October is Breast Cancer Awareness Month and PR professionals who aren't thinking about it yet may already be behind schedule.
It's a great month and serves an important function, but it is also a period that creates an overflow at media outlets across the country. How you approach the media will make a huge difference in helping your client with the vital role of increasing awareness and education.
A couple years ago, I was editor and publisher of a string of papers just across the bay from Corpus Christi, Texas. We were between managing editors so I was engaged in those duties as well as my own.
As Breast Cancer Awareness Month approached, so too did the press releases. Lots of press releases. Tons of press releases.
It seemed to me that every hospital, every clinic, every women's health organization, women's advocacy organization and countless other groups were engaged in awareness, education and fund-raising campaigns during the month of October.
I remember my assistant setting up a folder on the computer and she filed all items received in the folder. While there was admittedly some duplication (some agencies sent press releases to every single employee at the paper), at the end of the first week, the folder contained over 100 press releases.
While this is great, there was no possible way our papers could support them all by running the press releases.
We made a decision. We'd run a page every single issue during the month of October (these were weekly papers) and the pages would be 100 percent local content, featuring local survivors, local doctors, local experts and local advocates.

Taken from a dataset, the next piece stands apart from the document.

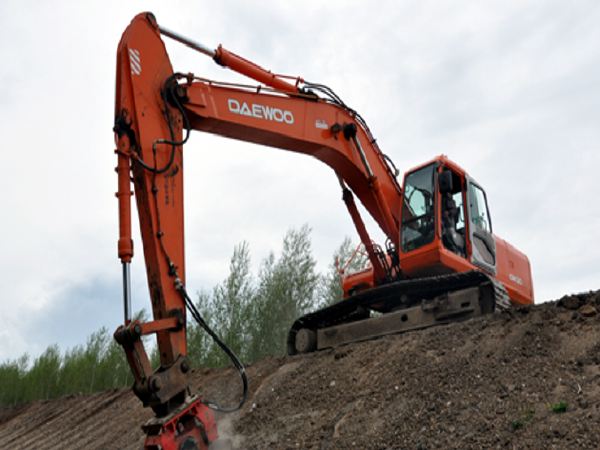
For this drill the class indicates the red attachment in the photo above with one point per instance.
(195, 423)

Having worked in PR, I am sympathetic to the young person who has the task of calling to follow up on the press releases, and I explained our position and our local slant carefully. And everyone was very understanding.

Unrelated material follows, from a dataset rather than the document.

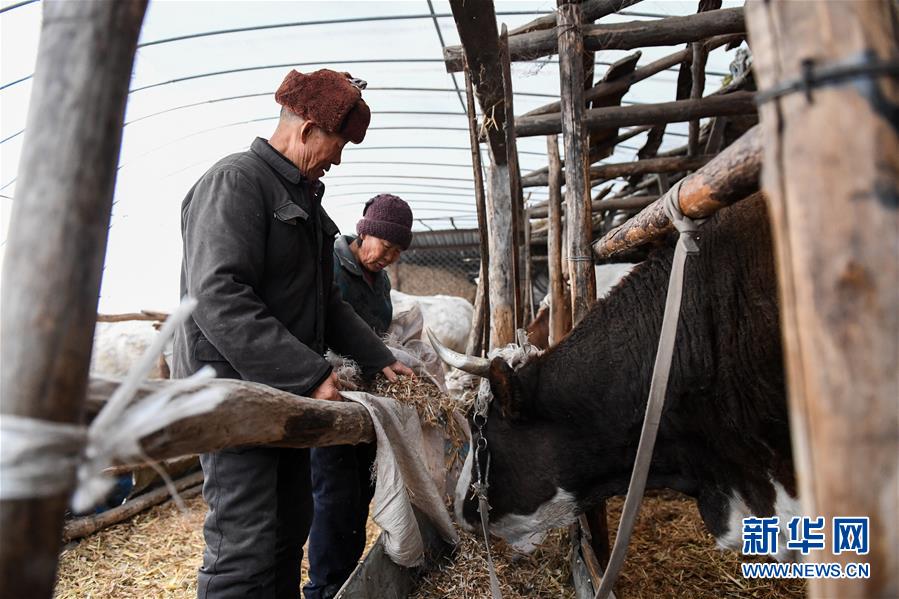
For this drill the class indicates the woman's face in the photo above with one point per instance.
(376, 254)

“But our cancer center is in Texas,” one told me once, thinking that was local enough. I explained to her that Texas is a big place and the cancer center in question was a ten-hour drive away.

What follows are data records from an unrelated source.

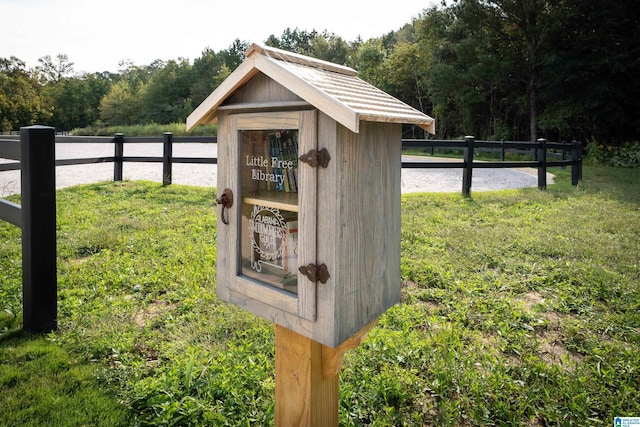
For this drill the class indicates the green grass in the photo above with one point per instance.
(519, 308)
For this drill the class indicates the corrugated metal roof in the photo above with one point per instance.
(334, 89)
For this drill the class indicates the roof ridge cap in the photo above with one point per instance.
(283, 55)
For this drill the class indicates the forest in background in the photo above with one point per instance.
(495, 69)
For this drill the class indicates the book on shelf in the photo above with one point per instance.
(283, 146)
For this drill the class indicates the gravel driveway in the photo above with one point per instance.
(413, 180)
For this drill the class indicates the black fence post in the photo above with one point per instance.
(467, 171)
(542, 163)
(39, 270)
(167, 153)
(579, 160)
(118, 142)
(575, 162)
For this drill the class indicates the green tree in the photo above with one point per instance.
(53, 70)
(76, 100)
(592, 87)
(166, 98)
(212, 68)
(122, 105)
(21, 103)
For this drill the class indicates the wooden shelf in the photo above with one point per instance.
(273, 199)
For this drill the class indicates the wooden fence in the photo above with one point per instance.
(36, 215)
(35, 155)
(544, 155)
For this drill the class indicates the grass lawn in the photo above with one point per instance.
(519, 308)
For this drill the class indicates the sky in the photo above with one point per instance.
(99, 35)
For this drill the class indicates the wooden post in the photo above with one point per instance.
(467, 171)
(167, 153)
(542, 164)
(39, 270)
(307, 378)
(118, 142)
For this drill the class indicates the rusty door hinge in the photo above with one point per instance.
(315, 158)
(315, 273)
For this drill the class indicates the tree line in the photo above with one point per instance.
(496, 69)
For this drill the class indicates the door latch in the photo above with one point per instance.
(315, 273)
(317, 158)
(226, 200)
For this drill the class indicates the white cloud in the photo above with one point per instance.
(98, 35)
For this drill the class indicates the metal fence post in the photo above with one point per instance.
(167, 153)
(39, 270)
(118, 142)
(467, 171)
(542, 163)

He sent me a press release and various materials from a noted cancer hospital in Houston. Still three hours away and not local. I explained I needed the local tie, and for Breast Cancer Awareness Month we were all set with local resources.
He thanked me for my time and moved on. Seemed nice enough. What I didn't know at the time was he'd figured it out.
About a month later he called and told me something stunning that I did not know. The county in which my papers circulated was the highest in the entire state in terms of preventable deaths from treatable cancers, particularly prostate and skin cancers.
He took it a step further. After checking with them of course, he had patients that had been treated at the hospital – patients from our county, call me and agree to be interviewed. His hospital was prominently featured, along with many local experts, in a very large article on the subject.
If you are tasked with promoting an organization's effort during Breast Cancer Awareness Month, or any other period of time in which many organizations are working toward a common cause, keep this in mind...and it's from an insider:
- Provide me the angle that suits my media outlet. For a small town paper, it's something local. If you represent a Nashville hospital, a few minutes of leg work should turn up cancer survivors treated by your client from darned near every small town around Nashville. For a magazine about stamp collecting, it could be a story about the breast cancer stamp from a few years ago. A trade pub could run a story about a prominent industry leader who is a survivor.
- Don't turn me off by forgetting the point. There were one or two folks who were so bent on press for their clients – rather than the real point, which was increasing awareness – that I got turned off to them. Of course, I'm not admitting to holding a grudge as an editor, I'm just sayin'.
- Tell me something I didn't know and make sure it is something that I simply cannot ignore. The statistic about the county's rate of preventable cancer deaths was stunning to me, and it was something I'd have been irresponsible to ignore.
- And the best one to me – work ahead and ask the editor, “how can I help you with your coverage this year?”
Simple points. Pretty common points when working in media relations, really, but if you follow them and take just a little extra time, you may find yourself getting quite a bit more ink, air and bytes for your clients.